As an oncologist, cancer is the main focus of my clinical, teaching and research activities. The commonest cancers in Ngeria are, among females, breast and cervical cancers, and among males, liver and prostate cancers. For more go to the Cancer page (see the side panel)

 

 BREAST CANCER CLINICAL TRIALS IN NIGERIA

 

An important way of generating new knowledge about cancer treatment is the clinical trials mechanism (http://www.cancer.gov/clinicaltrials/learning/page3). Clinical trials benefit patients and institutions in many ways including:

  • Providing patients access to cutting edge treatment that is often not yet widely available
  • Close and detailed follow-up
  • Subsidizing treatment of patients
  • Contribution to new knowledge that will benefit future generation
  • Working with leading experts in the field and increasing local skills and expertise

 

At the Oncology Division of the Department of Surgery, University College Hospital, Ibadan, patients can enroll in any of the following clinical trials:

 

a. An International Breast Cancer Study Group (http://www.ibcsg.org/) clinical trial of the value of metronomic chemotherapy in the treatment of breast cancer patients whose tumors are hormone receptor negative (IBCSG Trial 22-00). The chemotherapy is used as an anti-angionesis agent in these patients for whom there is currently little evidence based gold standard treatment. Patient accrual into this study will start shortly so contact us if you are a clinician interested in referring patients or you are a Nigerian patient interested in participating in the trial.

 

b.  An International Breast Cancer Study Group (http://www.ibcsg.org/) clinical trial of chemotherapy in the treatment of breast cancer patients whose tumors have recurred after initial treatment (IBCSG Trial 27-02, NSABP Protocol B37, BIG Trial 1-02). There is currently no gold standard for the treatment of these patients and studies like this will help us to know what to do for cush patients in future.
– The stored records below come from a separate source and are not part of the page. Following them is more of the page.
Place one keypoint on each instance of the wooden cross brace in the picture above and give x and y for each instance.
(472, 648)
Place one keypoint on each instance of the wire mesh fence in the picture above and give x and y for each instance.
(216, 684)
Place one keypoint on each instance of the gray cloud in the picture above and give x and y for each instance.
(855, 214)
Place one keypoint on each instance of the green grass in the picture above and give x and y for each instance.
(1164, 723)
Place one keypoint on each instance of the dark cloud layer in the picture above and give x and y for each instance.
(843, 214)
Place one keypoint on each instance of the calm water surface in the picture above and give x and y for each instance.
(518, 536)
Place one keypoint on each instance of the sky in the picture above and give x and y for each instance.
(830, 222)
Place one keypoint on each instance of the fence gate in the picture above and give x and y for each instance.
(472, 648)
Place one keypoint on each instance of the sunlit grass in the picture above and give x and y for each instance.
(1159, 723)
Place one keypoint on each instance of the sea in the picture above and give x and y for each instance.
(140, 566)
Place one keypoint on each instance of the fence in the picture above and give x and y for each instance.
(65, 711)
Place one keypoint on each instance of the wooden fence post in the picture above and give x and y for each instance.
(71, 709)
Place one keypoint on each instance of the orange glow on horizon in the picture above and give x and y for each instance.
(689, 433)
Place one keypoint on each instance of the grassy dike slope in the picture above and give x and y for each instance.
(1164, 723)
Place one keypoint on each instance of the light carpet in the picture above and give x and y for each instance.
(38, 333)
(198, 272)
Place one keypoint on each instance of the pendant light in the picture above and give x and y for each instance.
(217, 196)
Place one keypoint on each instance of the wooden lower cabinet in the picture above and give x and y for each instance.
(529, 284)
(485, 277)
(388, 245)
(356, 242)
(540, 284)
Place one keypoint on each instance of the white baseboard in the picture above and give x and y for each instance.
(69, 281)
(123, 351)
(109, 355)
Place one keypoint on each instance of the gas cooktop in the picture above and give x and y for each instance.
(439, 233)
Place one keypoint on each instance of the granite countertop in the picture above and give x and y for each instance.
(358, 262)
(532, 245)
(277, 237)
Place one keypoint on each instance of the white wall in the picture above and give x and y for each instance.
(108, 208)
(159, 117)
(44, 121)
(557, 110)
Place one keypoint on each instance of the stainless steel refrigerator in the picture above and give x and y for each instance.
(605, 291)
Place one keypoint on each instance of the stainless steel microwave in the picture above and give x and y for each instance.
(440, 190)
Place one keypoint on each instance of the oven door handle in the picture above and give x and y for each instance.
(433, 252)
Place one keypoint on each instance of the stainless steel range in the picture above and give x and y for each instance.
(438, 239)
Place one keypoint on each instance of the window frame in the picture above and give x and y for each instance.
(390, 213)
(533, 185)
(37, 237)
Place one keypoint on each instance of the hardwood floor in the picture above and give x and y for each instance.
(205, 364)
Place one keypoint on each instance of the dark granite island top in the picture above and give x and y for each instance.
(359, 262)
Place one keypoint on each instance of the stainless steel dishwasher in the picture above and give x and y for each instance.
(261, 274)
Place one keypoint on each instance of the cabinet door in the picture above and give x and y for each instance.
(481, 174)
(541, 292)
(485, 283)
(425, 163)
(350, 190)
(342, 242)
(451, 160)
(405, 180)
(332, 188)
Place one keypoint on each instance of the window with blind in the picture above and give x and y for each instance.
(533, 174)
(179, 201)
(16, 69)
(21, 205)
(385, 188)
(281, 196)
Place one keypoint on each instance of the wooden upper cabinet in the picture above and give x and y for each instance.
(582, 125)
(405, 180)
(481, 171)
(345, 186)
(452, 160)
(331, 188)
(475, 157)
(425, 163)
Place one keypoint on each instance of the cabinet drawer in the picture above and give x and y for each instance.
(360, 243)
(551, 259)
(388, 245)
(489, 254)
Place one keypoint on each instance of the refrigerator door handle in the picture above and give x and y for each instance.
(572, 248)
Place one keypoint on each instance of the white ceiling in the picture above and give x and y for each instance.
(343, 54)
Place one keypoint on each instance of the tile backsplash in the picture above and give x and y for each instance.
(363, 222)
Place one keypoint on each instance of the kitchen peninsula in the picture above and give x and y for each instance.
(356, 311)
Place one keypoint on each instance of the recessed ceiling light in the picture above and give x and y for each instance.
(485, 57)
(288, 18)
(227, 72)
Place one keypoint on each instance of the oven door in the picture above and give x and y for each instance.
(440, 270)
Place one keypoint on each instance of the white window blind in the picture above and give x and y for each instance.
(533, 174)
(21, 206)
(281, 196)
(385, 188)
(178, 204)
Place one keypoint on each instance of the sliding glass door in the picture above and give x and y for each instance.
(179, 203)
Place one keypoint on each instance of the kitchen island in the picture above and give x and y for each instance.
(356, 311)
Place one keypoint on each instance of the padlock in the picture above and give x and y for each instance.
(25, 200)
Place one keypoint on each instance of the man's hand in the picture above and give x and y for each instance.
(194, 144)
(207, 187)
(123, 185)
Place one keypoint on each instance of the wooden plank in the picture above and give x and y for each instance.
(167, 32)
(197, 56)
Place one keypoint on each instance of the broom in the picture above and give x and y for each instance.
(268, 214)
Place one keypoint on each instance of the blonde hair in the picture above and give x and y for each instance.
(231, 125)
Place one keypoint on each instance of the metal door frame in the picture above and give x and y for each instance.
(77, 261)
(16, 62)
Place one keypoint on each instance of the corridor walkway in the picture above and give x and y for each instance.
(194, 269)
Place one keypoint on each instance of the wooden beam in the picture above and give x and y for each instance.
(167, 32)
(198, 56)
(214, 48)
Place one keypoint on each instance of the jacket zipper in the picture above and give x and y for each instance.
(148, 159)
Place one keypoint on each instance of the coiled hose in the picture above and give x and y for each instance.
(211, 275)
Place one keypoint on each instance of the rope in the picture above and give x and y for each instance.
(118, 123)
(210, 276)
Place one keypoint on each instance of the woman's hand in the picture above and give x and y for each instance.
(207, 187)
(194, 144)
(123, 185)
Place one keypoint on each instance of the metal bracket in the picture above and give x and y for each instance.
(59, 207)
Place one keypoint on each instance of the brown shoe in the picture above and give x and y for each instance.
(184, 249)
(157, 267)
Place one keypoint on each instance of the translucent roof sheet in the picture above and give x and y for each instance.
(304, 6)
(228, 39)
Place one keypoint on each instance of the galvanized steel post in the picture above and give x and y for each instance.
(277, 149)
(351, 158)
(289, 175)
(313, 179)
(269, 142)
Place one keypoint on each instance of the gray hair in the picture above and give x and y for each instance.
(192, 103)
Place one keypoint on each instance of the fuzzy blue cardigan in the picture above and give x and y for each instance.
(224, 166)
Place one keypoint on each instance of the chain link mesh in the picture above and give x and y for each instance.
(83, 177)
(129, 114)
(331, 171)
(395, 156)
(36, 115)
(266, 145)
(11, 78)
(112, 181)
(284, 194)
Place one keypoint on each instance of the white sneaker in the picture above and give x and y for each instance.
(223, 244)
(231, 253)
Patient accrual into this study will start shortly so contact us if you are a clinician interested in referring patients or you are a Nigerian patient interested in participating in the trial.

 

We have published our analysis of the molecular subtype of breast cancer seen in Ibadan and contrary to the often stated claims, there was no substantial difference in the pattern compared to the results from well conducted studies from other parts of the world. This finding is practice changing in many ways:

a. When the ER/PR status of patients is unknown, it is appropriate to treat as ER positive

b. We need to focus on other issues such as quality of care, early presentation, etc to reduce the poor survival of our breast cancer patients rather than assume that it is due to biology.